For same sex couples, the right to marry in Australia was no longer determined by sex or gender in 2017. However, when it comes to de facto relationships (including same-sex relationships), there are certain requirements which must be satisfied to meet the definition of a de facto couple within the Succession Act.

Let’s unpack this with a scenario.

Ben and Fred have been in a long-distance relationship for nearly two years and have no children. Ben has been estranged from his parents since he was a teenager and promised Fred his estate, should anything happen to him. Ben died suddenly without a Will in place, leaving a house and two cars as his primary assets.

Although Fred is Ben’s partner, Fred will not enjoy the same automatic rights he would have if he and Ben had been married, or in a civil partnership. Under the Succession Act, Fred would meet the definition of Ben’s de facto partner, only if they had lived together as a couple for a continuous period of at least two years at the time Ben died.

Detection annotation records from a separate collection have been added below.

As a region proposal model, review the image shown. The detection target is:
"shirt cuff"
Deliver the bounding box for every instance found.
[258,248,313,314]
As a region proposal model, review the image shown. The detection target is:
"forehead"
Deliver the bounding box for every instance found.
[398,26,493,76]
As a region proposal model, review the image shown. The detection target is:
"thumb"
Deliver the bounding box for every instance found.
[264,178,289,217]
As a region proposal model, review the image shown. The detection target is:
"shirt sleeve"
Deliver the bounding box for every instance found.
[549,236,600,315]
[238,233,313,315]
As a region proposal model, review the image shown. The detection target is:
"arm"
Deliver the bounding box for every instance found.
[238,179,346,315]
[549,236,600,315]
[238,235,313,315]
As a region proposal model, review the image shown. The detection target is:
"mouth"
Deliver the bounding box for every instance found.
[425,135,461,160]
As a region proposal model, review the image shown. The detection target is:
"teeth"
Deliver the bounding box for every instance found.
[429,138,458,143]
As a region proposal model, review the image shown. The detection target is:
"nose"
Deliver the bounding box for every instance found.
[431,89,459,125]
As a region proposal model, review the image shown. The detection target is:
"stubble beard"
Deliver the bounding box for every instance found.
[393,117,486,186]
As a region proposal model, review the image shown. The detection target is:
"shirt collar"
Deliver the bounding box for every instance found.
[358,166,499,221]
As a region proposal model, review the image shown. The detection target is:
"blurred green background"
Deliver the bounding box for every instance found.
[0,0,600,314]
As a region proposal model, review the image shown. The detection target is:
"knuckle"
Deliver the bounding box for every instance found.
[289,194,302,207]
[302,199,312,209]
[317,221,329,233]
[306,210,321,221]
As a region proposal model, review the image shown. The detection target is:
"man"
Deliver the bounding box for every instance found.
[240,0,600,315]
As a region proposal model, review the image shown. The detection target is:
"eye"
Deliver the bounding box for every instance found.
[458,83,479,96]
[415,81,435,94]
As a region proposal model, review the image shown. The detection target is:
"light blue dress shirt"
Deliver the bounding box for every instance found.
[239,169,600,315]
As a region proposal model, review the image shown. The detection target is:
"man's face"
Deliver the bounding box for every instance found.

Without a valid Will, Ben’s assets will be distributed to his next of kin, his estranged parents, which is unlikely to have been Ben’s intention. Fred can proceed to contest this, but he will need to provide evidence of their relationship and may also need to commence legal proceedings.

As we go through life, you may change, people in your life may change, and your wishes may change. Making a Will, and ensuring it is up to date, allows you to express your wishes, including how you would like your estate to be distributed once you die. Take action – make or update your Will today.